The Receiver—who was empowered to pursue actions on behalf of the receivership estate to recover assets for the benefit of defrauded investors, victims, and creditors—filed a motion to approve the retention of Lax & Neville LLP as special securities counsel to assist the Receiver in his duties and seek relief on behalf of those defrauded.  Given the sophisticated nature of the securities-related issues, the Receiver sought to retain a law firm with specialized skill, knowledge and experience in securities law and arbitration.  Lax & Neville LLP’s retention as special securities counsel was approved by court order on September 18, 2017.

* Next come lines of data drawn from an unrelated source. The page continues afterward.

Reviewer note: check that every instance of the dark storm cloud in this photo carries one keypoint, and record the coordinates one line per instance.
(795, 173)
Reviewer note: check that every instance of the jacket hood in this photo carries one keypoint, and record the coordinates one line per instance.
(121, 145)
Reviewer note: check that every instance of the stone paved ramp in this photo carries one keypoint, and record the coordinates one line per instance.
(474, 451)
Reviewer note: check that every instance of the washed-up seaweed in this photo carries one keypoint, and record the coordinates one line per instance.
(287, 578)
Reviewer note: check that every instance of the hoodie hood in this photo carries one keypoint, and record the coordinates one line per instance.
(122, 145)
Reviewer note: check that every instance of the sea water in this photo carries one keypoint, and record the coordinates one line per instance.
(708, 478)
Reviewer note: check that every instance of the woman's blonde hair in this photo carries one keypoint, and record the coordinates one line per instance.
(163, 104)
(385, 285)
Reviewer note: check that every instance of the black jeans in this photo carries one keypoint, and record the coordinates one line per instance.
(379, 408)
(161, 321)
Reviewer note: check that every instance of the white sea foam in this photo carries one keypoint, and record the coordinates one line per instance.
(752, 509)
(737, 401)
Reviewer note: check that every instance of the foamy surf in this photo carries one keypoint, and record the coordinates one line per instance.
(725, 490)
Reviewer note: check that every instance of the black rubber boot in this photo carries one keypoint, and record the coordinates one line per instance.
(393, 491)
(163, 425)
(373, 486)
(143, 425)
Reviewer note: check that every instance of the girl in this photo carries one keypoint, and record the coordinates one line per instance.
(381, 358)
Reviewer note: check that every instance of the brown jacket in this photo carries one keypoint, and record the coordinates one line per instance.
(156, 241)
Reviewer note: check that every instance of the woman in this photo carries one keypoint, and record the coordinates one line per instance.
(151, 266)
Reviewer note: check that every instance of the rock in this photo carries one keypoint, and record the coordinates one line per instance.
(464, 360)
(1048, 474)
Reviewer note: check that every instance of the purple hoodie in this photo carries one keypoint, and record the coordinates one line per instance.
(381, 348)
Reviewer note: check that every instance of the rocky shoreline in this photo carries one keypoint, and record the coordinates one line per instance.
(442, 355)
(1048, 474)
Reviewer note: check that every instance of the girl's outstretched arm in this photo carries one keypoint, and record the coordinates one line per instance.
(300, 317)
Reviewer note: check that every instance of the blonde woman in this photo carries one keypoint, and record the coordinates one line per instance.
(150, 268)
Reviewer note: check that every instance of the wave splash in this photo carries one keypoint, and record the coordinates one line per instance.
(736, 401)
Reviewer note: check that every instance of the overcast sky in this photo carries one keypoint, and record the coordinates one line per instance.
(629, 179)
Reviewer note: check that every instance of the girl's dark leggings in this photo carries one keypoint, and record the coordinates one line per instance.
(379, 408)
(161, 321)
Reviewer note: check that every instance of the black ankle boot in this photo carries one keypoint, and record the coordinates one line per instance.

On December 30, 2017, Lax & Neville LLP commenced a Financial Industry Regulatory Authority (“FINRA”) arbitration claim on the Receiver’s behalf against Interactive Brokers and Kevin Michael Fischer, who is the head of Interactive Brokers LLC’s block trading desk.  The FINRA arbitration concerned the collapse of Osiris Fund, a fraudulent Ponzi scheme orchestrated by Peter Zuck, a convicted felon who was banned from the securities industry (specifically, the National Futures Association (“NFA”)) fifteen years before he opened accounts with Fischer at Interactive Brokers.  The Receiver’s Statement of Claim alleged that, from April 2009 through December 2011, Interactive Brokers ignored numerous red flags, including obviously fraudulent account opening documents, suspicious fund transfers, ludicrously high “management fees,” and hundreds of e-mails and hours of recorded phone calls between Osiris Fund’s employees and Fischer.  The Receiver further alleged that Interactive Brokers and Fisher became instrumental to the scheme, with Interactive Brokers providing substantial participation in the form of what was apparently a completely unsupervised platform that gave Osiris Fund credibility with Investors, and with Fischer participating substantially in marketing and solicitating new investors, recommending securities, directing Osiris Fund’s employees, and at times managing Osiris Fund’s investments himself.  The Receiver alleged that Interactive Brokers, Fisher, and Osiris Fund defrauded approximately 72 investors out of approximately $6.5 million.